В те баснословные времена я ещё не читал Хокинга и потому не знал, что все «кротовые норы» постепенно «испаряются». Некоторые (маленькие) даже не «постепенно», а настолько быстро, что — взрывоподобно. Этот, казалось бы, парадоксальный результат на самом деле увязывает их существование с нашим обычным представлением о всеобщем возрастании энтропии.
Ко всем сплошным парадоксам, из которых состоит «кротовая нора», её «испарение» добавляет ещё и скорость частицы, превышающую скорость света. Здесь можно сказать так: «Скорость света равна 300 000 км/сек с точностью до неопределенности Гейзенберга». (Отметим, что это означает статусный приоритет принципов квантовой механики по сравнению с физическими константами!.. — чего, пожалуй, никогда бы не допустил Эйнштейн…)
Следовало, наверное, внести в текст «Кротовой норы» соответствующую поправку, — но я почему-то этого не сделал. Композиция и смысл нашего со Светой перформанса менялись и уточнялись много раз, но текст, участвующий в нём, оставался неизменным. Почему — не знаю.
Когда я вернулся из Смоленска и пришёл на дежурство в свой «Троицкий домик», Миша Владимирский спросил меня скептически:
«Ну, что там у вас происходило?»
(Сейчас я понимаю, что по мне просто-напросто было видно — многое, если не почти всё… Наверное, я как-то светился. Или даже — подобно «кротовой норе» — испускал частицы, летящие быстрей электромагнитного поля…)
«Да что там могло происходить? — отвечал я в тон ему. — Пьянство, как обычно».
«Просто пьянство? — уточнил он строго. — Или ещё что-нибудь?»
«Да так… Всего понемножку…» — уклонился я от конкретного повествования.
Он сокрушённо (но и снисходительно) покивал.
Любые действия, какие мы совершали со Светой, мне всегда почему-то казались безгрешными, чистыми. И в плане, так сказать, метафизики я чувствовал себя вполне уверенно и беспечно.
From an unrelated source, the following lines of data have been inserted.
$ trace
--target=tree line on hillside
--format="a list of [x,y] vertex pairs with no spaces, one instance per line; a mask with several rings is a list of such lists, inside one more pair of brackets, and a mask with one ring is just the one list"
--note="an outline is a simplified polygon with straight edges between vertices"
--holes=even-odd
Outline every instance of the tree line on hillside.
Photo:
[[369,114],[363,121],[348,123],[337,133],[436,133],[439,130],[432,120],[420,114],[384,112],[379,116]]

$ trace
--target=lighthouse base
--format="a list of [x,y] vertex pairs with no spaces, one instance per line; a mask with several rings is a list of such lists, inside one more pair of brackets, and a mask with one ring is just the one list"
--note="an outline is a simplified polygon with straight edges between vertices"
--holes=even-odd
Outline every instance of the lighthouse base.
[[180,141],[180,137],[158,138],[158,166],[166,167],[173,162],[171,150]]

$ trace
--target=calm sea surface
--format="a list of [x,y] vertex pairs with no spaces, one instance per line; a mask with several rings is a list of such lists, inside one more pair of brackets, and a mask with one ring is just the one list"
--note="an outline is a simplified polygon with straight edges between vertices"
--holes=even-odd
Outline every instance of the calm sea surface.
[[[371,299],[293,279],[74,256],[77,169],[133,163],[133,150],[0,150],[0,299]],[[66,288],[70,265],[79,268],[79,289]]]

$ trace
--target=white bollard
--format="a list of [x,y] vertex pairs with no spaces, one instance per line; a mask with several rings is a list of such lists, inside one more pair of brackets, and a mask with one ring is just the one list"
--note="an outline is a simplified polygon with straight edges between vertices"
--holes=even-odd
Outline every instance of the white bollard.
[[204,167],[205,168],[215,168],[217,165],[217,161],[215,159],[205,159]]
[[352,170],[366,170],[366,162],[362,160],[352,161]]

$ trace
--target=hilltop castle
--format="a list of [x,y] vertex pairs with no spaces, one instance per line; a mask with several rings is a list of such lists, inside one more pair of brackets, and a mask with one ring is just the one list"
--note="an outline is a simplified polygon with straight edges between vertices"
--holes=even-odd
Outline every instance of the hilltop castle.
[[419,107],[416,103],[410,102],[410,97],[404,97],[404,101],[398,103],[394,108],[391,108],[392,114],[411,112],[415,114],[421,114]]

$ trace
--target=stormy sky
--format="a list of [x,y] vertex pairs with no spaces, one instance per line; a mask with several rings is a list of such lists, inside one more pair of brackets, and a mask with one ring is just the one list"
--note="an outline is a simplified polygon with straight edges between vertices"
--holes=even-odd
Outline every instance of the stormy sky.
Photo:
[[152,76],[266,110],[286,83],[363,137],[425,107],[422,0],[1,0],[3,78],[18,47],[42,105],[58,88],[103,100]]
Я чувствовал (и не сомневался), что между нами присутствует нечто, что нам даёт право. (Впрочем, благодаря этому чувству я даже не знаю, совершали ли мы вообще какие-то по-настоящему рискованные действия… Или мы тоже жили — хотя бы в художественной области — как рядовые обыватели, филистеры?..)
Другое дело — человеческий глаз и сглаз. Этого я всегда очень боюсь. Я знаю, что человеческий глаз сердоболен и отзывчив на беды, но зато не может терпеть никакого счастья — он его своим завистливым взором просто убивает. Поэтому многое из того, что мы делали, остаётся пока малодоступно или совсем зашифровано.